Отпускать Катю не хочется. Ее почти истерическое состояние вызывает опасения. Надеюсь, теперь, когда узнала, что Серж выжил, она сможет прийти в себя. А утром вместе со специалистом мягко побеседуем с ней в неформальной обстановке. Возможно, у него и получится выведать чего. Да и к Сержу ее без меня все равно не пустят, а девчонка переживает.
Очень хочется верить в то, что ее чувства к моему брату правда. Как и Ленины ко мне.
Думал, отключусь, только коснусь подушки, но душа не спокойна. Что творят менты мне хорошо известно. Да и себя чувствую последним мудаком. Я не усомнился в ней! Хорош муженек!
Не могу допустить, чтобы кто-то хоть пальцем тронул мою женщину. Снова звоню юристу.
— Влад, я понимаю, что Лену не выпустят сейчас. Но ты не мог бы проследить, чтобы с ней было все нормально?
— Сделаю, — соглашается он, обещая тут же позвонить «кому надо».
Кладу трубку с полной уверенностью, что Лена не могла этого сделать. Будто молния прошибает от макушки до пят. Наконец-то чувствую себя живым. Поднимаю на уши всех, кто может помочь распутать этот клубок.
Уже рассвет, а я так и не сомкнул глаз. Стас, как и я, на телефоне, а Катя заваривает нам чай уже пятый раз. Сама она, кажется, подуспокоилась.
К приезду юриста у нас уже есть версии, которые спешим озвучить, но он не берет их в расчет, пока основательно не ознакомится с деталями. Выкладываем ему все, что знаем.
От Кати узнаю, что Лена приходила к столику, но в ее руках ничего не было, да и к Сержу она не подходила, следовательно, подсыпать в его питье ничего не могла. А кто мог?
Бармен…
Пока молчу о своем предположении, потому что в голове не увязывается, для чего ему это? Месть отвергнутого? Ну не настолько же! Да и откуда у него полкило отборной дури, чтобы подставить Лену?

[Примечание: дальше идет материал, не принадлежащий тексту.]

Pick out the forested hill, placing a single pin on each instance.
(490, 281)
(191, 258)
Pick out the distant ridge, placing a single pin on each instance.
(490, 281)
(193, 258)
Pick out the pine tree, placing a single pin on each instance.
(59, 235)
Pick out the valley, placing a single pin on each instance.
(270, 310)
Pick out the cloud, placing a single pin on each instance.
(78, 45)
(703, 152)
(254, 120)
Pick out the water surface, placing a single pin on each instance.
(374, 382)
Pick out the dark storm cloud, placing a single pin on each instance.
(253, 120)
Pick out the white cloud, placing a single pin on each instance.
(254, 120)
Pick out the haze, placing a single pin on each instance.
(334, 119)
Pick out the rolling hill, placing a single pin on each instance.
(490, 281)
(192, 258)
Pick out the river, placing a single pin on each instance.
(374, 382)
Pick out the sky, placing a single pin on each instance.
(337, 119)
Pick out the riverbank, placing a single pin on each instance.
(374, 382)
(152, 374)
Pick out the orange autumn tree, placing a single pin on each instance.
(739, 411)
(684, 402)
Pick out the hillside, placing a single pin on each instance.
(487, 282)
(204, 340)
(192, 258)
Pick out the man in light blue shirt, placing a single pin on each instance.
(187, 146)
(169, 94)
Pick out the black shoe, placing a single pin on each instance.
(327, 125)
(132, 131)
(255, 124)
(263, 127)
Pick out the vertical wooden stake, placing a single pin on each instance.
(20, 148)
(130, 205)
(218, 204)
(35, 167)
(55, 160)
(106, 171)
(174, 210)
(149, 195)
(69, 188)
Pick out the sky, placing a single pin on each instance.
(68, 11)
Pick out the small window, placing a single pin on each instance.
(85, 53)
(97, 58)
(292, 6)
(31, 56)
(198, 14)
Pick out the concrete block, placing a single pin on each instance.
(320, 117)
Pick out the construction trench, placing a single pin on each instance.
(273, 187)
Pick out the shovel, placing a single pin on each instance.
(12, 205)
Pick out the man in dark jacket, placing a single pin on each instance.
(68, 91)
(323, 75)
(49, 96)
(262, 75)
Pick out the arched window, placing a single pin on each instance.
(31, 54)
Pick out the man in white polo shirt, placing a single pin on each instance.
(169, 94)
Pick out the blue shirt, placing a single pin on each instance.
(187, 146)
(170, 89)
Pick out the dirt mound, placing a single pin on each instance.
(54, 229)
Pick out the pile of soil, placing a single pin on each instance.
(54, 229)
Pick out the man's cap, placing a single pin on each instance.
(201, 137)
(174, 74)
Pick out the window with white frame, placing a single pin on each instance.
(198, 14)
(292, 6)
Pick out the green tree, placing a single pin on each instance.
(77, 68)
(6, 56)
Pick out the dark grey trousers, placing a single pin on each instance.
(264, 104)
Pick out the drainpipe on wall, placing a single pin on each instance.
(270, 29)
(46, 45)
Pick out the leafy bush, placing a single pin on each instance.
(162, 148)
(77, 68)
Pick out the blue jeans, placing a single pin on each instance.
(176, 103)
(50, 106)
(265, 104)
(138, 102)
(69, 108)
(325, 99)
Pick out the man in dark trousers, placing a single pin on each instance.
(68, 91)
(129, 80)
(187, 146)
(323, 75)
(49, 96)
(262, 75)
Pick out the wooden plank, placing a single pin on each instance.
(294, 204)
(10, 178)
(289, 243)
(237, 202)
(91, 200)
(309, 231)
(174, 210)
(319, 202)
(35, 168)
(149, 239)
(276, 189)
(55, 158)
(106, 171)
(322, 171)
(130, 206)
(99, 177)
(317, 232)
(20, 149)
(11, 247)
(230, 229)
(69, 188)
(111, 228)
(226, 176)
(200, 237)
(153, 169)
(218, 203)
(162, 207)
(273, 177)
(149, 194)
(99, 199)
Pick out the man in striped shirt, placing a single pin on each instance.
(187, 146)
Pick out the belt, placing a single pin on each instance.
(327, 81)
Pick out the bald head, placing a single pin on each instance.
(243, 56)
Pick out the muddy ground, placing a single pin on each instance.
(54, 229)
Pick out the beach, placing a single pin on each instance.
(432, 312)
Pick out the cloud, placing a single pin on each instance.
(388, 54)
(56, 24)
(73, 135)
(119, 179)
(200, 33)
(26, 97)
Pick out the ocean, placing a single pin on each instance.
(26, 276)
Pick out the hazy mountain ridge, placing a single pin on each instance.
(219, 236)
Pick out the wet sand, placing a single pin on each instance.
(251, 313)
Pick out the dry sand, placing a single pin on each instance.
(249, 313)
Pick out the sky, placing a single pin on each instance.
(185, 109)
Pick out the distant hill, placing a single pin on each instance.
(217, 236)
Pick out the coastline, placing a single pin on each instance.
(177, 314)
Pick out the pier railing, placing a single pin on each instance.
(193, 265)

Стас делится предположением, что кто-то нарочно разыграл все так, будто Катя и Серж звали ее к себе, чтобы в это время подбросить порошок в ее вещи. От музыкантов узнаем, что в этот вечер было много странностей, и самым необычным была тишина в ее гримерной, где обычно помимо Лены находились танцовщицы.
Значит, кто-то специально переселил их, чтобы беспрепятственно подбросить наркотики.
Когда я, Стас, Катя и Жорж, адвокат для Лены, спускаемся на парковку, чтобы поехать в больницу, а затем в полицию, получаю звонок от Лысого.
— Дым, забыл сказать, может надо тебе знать…
— Говори! — я останавливаюсь, предчувствуя, что узнаю что-то важное.
— Ты не сильно там пыхти, Ленка она девка видная, мужиков вокруг нее всегда много было.
Скриплю зубами, чувствуя, как закипает кровь.
— Ближе к делу! — рявкаю в трубку.
— Короче, там у служебки всегда кобели терлись, но она никогда, ты не подумай. А вчера…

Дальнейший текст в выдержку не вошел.